Non-Convex Global Optimization as an Optimal Stabilization Problem: Dynamical Properties

TL;DR

This paper demonstrates that optimal control trajectories for non-convex functions can be designed to converge globally and practically to the set of global minimizers, using a control-theoretic approach without solving complex equations.

Contribution

It introduces a novel control-theoretic framework for global optimization of non-convex functions, establishing convergence properties without solving ergodic Hamilton-Jacobi-Bellman equations.

Findings

Trajectories converge to global minimizers within any desired tolerance.

Convergence is achieved without solving ergodic Hamilton-Jacobi-Bellman equations.

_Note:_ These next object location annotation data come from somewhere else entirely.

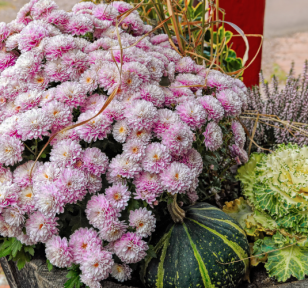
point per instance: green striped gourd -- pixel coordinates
(191, 253)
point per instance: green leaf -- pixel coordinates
(49, 265)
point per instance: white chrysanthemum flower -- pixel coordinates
(11, 150)
(144, 222)
(120, 131)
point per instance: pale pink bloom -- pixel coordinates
(95, 161)
(28, 100)
(8, 194)
(72, 183)
(11, 150)
(58, 45)
(59, 113)
(130, 248)
(142, 114)
(113, 231)
(120, 131)
(213, 107)
(176, 178)
(121, 272)
(192, 113)
(49, 200)
(153, 93)
(166, 117)
(83, 242)
(134, 149)
(58, 252)
(98, 264)
(99, 211)
(122, 166)
(22, 175)
(157, 158)
(213, 137)
(71, 93)
(230, 101)
(178, 138)
(144, 222)
(79, 25)
(238, 133)
(118, 196)
(193, 160)
(41, 228)
(97, 128)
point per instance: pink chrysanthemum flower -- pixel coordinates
(100, 211)
(31, 37)
(72, 183)
(118, 196)
(144, 222)
(193, 160)
(58, 252)
(121, 272)
(176, 178)
(213, 137)
(71, 93)
(156, 159)
(94, 183)
(134, 149)
(130, 248)
(7, 59)
(59, 113)
(14, 216)
(8, 194)
(239, 134)
(121, 166)
(28, 100)
(58, 45)
(239, 154)
(113, 231)
(185, 65)
(33, 124)
(41, 228)
(213, 107)
(49, 200)
(5, 175)
(166, 117)
(120, 131)
(66, 152)
(230, 101)
(95, 161)
(192, 113)
(79, 25)
(97, 128)
(82, 242)
(142, 114)
(6, 230)
(98, 264)
(11, 150)
(26, 199)
(153, 93)
(178, 138)
(105, 12)
(22, 175)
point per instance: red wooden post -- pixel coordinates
(249, 16)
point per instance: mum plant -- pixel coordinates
(275, 186)
(92, 148)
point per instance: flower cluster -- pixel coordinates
(57, 69)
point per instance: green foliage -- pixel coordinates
(16, 251)
(275, 186)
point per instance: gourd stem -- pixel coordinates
(177, 214)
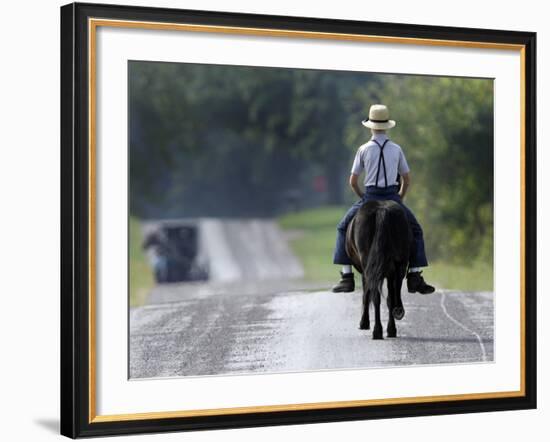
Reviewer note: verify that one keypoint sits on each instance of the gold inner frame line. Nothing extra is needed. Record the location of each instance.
(93, 23)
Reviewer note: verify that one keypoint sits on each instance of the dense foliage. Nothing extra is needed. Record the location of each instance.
(245, 141)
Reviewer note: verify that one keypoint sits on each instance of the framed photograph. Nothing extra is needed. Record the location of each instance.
(273, 220)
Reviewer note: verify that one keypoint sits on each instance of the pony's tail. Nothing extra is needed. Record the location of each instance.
(375, 268)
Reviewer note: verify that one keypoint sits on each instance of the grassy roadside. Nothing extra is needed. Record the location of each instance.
(140, 274)
(313, 244)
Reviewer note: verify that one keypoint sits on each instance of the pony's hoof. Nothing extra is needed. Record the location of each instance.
(398, 313)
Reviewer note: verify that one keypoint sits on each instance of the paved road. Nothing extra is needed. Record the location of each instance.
(208, 334)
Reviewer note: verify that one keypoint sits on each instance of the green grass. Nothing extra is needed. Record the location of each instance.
(314, 246)
(141, 276)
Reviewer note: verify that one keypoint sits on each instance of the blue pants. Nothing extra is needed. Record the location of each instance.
(418, 255)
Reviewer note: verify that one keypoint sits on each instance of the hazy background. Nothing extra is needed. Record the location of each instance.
(252, 142)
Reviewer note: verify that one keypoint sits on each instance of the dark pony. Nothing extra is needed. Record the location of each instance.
(378, 241)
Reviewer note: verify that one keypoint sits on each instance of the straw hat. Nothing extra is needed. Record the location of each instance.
(379, 118)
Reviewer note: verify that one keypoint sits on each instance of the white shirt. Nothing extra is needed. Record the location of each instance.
(367, 156)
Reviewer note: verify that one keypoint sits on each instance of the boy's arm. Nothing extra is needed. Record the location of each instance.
(405, 183)
(354, 184)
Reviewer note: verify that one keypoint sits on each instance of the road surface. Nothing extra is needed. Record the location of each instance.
(204, 333)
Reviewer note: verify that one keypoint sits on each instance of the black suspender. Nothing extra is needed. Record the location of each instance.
(382, 161)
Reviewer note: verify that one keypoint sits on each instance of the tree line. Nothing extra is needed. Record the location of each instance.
(209, 140)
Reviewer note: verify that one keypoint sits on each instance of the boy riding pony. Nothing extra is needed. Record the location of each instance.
(382, 161)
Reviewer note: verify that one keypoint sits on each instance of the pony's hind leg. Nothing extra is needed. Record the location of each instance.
(365, 321)
(377, 332)
(391, 329)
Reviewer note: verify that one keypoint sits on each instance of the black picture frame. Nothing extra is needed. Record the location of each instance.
(76, 417)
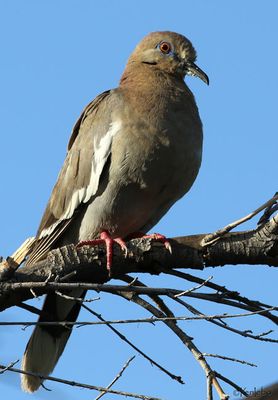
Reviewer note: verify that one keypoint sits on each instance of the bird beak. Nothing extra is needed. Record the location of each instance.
(192, 69)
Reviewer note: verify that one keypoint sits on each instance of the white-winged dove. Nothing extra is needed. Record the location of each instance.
(134, 151)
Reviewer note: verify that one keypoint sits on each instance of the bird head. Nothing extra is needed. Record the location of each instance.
(170, 52)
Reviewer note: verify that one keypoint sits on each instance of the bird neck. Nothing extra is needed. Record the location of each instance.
(147, 77)
(148, 87)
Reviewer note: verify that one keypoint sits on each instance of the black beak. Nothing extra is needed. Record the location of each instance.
(192, 69)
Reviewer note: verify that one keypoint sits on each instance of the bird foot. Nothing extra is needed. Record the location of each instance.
(155, 236)
(105, 238)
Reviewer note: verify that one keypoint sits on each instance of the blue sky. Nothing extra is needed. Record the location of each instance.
(56, 56)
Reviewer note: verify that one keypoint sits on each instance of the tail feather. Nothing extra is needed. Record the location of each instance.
(47, 343)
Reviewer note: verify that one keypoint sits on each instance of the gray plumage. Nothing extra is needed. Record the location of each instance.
(133, 153)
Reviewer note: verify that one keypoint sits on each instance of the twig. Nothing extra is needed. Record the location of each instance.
(78, 384)
(231, 383)
(187, 340)
(122, 337)
(212, 238)
(209, 387)
(65, 296)
(2, 370)
(116, 377)
(254, 305)
(224, 325)
(229, 359)
(268, 212)
(133, 289)
(195, 287)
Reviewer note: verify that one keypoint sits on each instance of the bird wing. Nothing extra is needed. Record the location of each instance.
(88, 151)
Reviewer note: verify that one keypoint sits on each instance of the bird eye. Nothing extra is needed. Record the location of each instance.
(165, 47)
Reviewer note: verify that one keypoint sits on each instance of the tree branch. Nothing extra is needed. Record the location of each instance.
(88, 264)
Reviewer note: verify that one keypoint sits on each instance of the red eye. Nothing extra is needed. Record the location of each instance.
(165, 47)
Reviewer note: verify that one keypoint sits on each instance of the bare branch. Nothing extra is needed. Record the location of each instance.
(212, 238)
(229, 359)
(122, 337)
(78, 384)
(117, 377)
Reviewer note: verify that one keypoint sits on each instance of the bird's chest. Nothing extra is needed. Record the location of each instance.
(167, 152)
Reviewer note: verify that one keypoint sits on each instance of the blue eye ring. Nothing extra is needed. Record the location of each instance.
(165, 47)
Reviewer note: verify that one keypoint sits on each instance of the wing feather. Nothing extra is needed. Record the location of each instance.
(88, 150)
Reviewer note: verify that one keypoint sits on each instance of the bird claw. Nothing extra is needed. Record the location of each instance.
(105, 238)
(160, 238)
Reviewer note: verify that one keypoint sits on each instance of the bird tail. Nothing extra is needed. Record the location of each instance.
(47, 342)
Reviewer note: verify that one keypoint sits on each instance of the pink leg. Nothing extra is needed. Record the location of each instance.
(106, 239)
(155, 236)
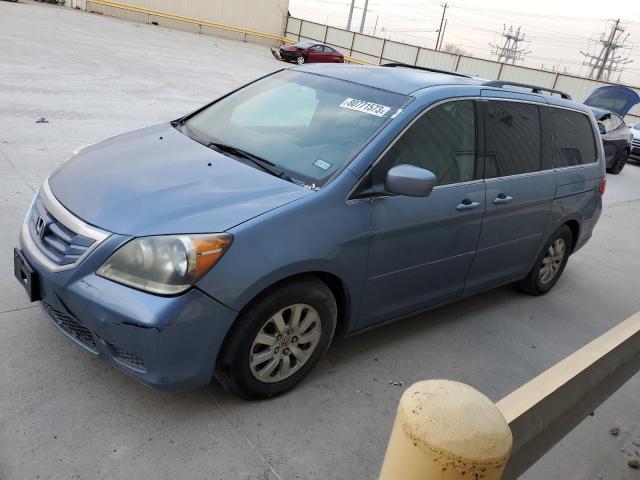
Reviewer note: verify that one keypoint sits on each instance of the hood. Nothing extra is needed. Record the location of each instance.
(158, 181)
(614, 98)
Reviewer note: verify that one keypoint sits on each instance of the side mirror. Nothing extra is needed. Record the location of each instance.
(410, 181)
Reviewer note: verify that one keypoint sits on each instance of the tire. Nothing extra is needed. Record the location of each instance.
(260, 359)
(620, 162)
(549, 267)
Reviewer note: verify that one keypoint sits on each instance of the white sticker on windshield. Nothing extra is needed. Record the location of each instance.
(365, 107)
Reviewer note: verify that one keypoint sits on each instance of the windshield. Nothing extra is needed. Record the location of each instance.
(306, 125)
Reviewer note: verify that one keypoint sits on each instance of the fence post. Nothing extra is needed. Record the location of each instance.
(446, 430)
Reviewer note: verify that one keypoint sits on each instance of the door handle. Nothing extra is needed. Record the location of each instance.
(467, 204)
(502, 198)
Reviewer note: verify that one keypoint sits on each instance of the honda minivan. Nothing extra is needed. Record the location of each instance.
(237, 241)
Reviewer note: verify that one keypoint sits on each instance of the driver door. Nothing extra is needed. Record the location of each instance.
(422, 248)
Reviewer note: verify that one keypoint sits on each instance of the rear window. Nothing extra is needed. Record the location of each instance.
(512, 139)
(573, 139)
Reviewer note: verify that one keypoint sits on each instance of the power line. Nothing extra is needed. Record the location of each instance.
(510, 51)
(608, 62)
(444, 11)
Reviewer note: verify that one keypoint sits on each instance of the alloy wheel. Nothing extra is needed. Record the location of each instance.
(552, 261)
(284, 343)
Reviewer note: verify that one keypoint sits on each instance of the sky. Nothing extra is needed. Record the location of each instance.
(555, 30)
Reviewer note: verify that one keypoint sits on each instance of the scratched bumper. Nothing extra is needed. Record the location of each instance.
(167, 342)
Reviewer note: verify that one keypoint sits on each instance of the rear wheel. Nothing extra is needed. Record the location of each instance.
(550, 264)
(278, 339)
(620, 162)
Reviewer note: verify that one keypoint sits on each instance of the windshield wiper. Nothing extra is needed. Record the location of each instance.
(264, 164)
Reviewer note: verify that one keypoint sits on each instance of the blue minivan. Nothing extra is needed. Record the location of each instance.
(319, 200)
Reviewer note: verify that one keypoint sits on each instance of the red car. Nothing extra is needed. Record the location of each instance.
(310, 52)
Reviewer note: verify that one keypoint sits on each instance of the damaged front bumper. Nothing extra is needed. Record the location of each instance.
(167, 342)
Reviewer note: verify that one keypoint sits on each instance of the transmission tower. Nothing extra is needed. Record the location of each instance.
(511, 50)
(614, 54)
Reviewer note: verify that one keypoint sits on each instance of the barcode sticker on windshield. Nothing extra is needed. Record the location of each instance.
(365, 107)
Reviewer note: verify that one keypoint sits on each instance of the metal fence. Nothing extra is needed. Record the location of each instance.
(377, 50)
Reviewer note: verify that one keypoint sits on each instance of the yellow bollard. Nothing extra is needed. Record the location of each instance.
(446, 430)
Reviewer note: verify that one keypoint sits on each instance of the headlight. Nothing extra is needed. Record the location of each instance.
(167, 264)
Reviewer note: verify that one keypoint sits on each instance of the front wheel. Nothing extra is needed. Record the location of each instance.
(620, 162)
(550, 264)
(278, 339)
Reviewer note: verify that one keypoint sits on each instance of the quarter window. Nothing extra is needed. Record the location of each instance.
(512, 139)
(573, 140)
(443, 141)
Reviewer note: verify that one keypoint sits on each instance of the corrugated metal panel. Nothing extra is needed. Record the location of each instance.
(267, 16)
(479, 67)
(344, 51)
(400, 52)
(366, 58)
(578, 88)
(527, 75)
(366, 44)
(440, 60)
(339, 37)
(314, 31)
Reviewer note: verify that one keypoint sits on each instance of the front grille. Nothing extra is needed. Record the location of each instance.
(129, 359)
(72, 326)
(61, 245)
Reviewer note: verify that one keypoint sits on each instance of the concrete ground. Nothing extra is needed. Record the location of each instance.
(64, 414)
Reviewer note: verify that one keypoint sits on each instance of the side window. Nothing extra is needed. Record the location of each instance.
(512, 139)
(573, 140)
(443, 141)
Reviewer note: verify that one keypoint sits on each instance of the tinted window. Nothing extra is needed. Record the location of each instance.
(573, 140)
(512, 139)
(443, 140)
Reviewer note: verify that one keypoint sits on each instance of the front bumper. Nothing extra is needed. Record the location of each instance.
(167, 342)
(288, 55)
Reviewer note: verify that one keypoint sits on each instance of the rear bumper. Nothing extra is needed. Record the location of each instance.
(166, 342)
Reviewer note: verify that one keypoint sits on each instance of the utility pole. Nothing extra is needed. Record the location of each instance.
(353, 2)
(444, 11)
(510, 51)
(364, 15)
(607, 62)
(444, 29)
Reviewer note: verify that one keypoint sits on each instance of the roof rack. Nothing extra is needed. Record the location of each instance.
(533, 88)
(434, 70)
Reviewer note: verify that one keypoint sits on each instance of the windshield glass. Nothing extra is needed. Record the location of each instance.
(307, 125)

Results apply to multiple problem formulations including discounted and non-discounted cases.

Abstract

We study global optimization of non-convex functions through optimal control theory. Our main result establishes that (quasi-)optimal trajectories of a discounted control problem converge globally and practically asymptotically to the set of global minimizers. Specifically, for any tolerance $\eta > 0$, there exist parameters $\lambda$ (discount rate) and $t$ (time horizon) such that trajectories remain within an $\eta$-neighborhood of the global minimizers after some finite time $\tau$. This convergence is achieved directly, without solving ergodic Hamilton-Jacobi-Bellman equations. We prove parallel results for three problem formulations: evolutive discounted, stationary discounted, and evolutive non-discounted cases. The analysis relies on occupation measures to quantify the fraction of time trajectories spend away from the minimizer set, establishing both reachability and stability properties.